With bangers such as Nobody’s Gonna Honour Kill My Sister But Me, Lady Parts make a convincing racket and the show honours the band on the make archetypes with irrepressible bonding and bad gigs. As a director Manzoor throws a great deal into the mix for editing, and if the feel is a touch chaotic then it’s a fitting reflection of the storyline. Vasan is a geeky and likeable lead, complete with a voiceover that sounds as if she’s narrating a very modern Jane Austen novel. “Think Handmaid’s Tale meets Rugrats,” Bisma says by way of describing her comic book series, and We Are Lady Parts is an equally unlikely – but enjoyable – mash-up. The songs last for two minutes, the episodes 25 minutes. Both are at the right length.
SOPHIE: A MURDER IN WEST CORK (Netflix, all three episodes now streaming): There are many ill-judged and even exploitative true crime documentaries on Netflix. This is not one of them. Adapted from the acclaimed podcast West Cork – Audible’s most listened to series of all time – Sophie: A Murder in West Cork is a sombre, multi-faceted examination of the 1996 murder of Sophie Toscan du Plantier, a French documentary film producer found outside her holiday home near the remote town of Schull on Ireland’s southern coast. “It’s like an electric shock,” recalls her son, Pierre-Louis, who was 15-years-old at the time that his childhood irrevocably ended, and the woman at the centre of a case that obsessed both France and Ireland is never lost or put aside. Director John Dower (My Scientology Movie) captures Sophie’s life, her family’s endurance, and the eclectic community that was shocked by a killing in their midst and the possible ramifications. Recreations are kept to a minimum, while testimony from investigators, locals and even suspects open up an increasingly complex case that unfolded without the clarity of physical evidence.
NEWLY ADDED MOVIES
New on Netflix: Ron Howard’s Backdraft (1991, 137 minutes) is the kind of movie Hollywood doesn’t make anymore: a star-laden drama – with Kurt Russell, Billy Baldwin, Jennifer Jason Leigh, and Robert De Niro – about feuding brothers on a Chicago fire crew; Sausage Party (2016, 88 minutes) is a raunchily funny send-up of consumerism and faith told through the animated supermarket adventures of a sausage named Frank (Seth Rogen).

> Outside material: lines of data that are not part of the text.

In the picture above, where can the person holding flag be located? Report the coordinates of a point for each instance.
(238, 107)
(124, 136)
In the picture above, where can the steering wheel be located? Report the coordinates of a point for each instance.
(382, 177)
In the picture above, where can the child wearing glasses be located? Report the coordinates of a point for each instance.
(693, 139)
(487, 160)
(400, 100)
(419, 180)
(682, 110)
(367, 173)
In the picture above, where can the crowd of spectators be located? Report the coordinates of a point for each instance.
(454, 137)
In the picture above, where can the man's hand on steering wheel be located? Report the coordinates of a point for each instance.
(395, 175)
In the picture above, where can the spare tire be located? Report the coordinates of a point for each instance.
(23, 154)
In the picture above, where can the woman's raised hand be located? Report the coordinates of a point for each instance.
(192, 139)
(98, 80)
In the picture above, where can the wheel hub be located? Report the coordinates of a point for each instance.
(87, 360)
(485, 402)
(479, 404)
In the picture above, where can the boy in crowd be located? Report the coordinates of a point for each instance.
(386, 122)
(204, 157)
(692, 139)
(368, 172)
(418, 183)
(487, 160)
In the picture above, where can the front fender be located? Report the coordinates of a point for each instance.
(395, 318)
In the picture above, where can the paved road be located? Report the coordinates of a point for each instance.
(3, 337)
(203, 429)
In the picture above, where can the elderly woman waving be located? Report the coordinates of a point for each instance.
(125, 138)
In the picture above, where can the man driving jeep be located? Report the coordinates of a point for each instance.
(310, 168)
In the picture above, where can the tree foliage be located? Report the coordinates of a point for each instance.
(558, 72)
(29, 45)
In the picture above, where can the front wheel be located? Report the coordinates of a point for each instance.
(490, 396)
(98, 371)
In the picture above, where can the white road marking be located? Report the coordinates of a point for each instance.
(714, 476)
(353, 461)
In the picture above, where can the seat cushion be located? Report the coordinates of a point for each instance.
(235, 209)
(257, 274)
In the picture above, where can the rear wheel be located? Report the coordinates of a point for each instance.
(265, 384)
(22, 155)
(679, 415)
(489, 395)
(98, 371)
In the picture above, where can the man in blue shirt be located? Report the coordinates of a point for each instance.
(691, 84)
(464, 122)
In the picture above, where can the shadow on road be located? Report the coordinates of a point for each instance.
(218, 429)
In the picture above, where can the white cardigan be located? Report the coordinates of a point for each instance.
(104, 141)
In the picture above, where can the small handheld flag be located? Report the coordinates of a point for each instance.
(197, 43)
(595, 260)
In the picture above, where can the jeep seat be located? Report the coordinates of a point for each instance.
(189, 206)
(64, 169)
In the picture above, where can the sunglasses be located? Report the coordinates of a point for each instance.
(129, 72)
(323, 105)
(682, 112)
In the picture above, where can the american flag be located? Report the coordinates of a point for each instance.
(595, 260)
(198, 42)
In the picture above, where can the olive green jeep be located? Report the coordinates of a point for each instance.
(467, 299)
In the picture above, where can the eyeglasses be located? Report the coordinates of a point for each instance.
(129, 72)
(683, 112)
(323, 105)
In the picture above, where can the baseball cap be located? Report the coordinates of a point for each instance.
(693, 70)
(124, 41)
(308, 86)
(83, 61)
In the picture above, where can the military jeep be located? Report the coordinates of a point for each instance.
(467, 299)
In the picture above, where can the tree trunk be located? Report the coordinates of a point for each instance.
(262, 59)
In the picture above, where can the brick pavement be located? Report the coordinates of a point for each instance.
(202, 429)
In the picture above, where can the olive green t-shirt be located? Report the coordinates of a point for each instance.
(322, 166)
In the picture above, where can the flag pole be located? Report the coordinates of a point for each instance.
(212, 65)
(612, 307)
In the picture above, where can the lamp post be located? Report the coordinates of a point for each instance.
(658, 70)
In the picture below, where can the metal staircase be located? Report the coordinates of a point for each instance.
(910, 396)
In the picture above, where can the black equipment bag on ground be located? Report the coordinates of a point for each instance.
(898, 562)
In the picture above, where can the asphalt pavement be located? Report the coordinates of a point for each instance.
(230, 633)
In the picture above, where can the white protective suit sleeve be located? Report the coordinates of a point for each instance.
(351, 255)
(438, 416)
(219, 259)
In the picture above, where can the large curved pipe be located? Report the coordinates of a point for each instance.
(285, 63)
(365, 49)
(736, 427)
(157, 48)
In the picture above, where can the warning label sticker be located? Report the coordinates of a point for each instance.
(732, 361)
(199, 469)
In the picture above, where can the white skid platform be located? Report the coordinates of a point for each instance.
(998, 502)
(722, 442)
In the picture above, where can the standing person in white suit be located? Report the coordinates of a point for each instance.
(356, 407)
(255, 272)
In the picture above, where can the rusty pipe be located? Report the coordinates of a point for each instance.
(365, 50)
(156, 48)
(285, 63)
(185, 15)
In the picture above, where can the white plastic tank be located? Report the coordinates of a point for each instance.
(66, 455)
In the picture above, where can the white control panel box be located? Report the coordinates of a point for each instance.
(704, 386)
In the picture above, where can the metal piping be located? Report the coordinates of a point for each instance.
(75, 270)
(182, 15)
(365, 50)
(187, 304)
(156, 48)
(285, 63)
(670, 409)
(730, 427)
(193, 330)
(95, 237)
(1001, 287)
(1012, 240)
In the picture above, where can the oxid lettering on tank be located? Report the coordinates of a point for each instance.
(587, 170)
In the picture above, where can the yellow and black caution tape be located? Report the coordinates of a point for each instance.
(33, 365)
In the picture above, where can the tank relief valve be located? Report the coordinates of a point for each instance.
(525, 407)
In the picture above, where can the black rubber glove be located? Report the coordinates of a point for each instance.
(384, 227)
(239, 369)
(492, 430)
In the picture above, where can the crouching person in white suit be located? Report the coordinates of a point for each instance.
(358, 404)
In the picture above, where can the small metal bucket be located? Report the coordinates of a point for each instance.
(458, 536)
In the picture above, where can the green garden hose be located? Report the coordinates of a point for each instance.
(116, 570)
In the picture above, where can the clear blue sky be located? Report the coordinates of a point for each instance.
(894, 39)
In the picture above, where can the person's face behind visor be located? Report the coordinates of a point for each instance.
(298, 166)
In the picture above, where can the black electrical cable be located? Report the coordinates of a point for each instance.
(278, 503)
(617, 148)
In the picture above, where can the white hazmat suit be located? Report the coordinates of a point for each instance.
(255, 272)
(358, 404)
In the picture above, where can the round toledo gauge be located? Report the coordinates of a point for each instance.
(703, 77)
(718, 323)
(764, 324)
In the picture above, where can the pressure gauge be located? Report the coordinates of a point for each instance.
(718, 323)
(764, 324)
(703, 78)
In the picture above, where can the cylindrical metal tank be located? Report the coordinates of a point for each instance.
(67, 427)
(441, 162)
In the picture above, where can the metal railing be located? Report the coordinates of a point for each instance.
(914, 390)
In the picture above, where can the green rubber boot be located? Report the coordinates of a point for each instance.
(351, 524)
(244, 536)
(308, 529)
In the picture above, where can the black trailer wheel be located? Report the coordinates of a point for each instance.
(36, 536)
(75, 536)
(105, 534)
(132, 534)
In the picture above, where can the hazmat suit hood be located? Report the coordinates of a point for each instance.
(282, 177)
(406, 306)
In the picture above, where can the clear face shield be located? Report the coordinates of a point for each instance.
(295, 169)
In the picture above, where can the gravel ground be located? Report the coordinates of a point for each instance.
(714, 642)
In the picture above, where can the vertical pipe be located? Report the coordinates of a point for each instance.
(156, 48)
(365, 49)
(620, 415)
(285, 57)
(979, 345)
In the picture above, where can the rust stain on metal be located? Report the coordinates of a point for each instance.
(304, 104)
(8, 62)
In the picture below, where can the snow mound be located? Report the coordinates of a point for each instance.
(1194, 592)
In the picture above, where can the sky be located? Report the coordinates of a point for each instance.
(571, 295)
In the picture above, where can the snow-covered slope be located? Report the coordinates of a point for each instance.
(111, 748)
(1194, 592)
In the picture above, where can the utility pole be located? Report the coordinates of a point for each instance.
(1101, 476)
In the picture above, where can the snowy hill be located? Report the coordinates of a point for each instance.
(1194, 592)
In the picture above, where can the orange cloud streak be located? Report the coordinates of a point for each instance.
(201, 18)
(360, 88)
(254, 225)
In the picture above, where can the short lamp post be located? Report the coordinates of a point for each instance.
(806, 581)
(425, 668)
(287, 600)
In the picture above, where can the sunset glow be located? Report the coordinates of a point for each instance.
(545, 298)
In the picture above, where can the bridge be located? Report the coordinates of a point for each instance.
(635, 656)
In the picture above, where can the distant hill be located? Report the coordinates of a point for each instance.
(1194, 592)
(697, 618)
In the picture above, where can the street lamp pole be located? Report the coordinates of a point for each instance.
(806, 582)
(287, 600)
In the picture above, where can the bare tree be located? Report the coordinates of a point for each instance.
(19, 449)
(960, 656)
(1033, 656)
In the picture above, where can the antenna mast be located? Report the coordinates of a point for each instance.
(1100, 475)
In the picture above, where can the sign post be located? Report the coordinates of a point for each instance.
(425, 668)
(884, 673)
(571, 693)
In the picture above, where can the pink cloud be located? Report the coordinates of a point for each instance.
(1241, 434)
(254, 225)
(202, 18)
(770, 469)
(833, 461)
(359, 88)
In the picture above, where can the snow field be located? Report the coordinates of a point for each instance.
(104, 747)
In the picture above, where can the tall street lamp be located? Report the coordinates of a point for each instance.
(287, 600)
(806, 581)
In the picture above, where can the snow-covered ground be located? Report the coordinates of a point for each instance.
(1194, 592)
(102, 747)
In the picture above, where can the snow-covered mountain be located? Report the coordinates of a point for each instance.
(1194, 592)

New on Stan: With an assist from Quentin Tarantino, Robert Rodriguez continued his exploitation film fervour with Planet Terror (2007, 92 minutes), a zombie action film starring Rose McGowan, Bruce Willis, and Josh Brolin; Gifted (2017, 102 minutes) is a middling child custody drama that allows Chris Evan to step aside from superhero territory to play an uncle trying to hold onto his academically advanced niece after his mother swoops in.
New on SBS on Demand: Paul Rudd perfectly evokes the title role in Our Idiot Brother (2011, 87 minutes), a knotty family comedy about a trio of sisters – played by Elizabeth Banks, Zooey Deschanel, and Emily Mortimer – whose complex but incomplete lives are put into a new perspective by the unintentional impact of their bumbling sibling.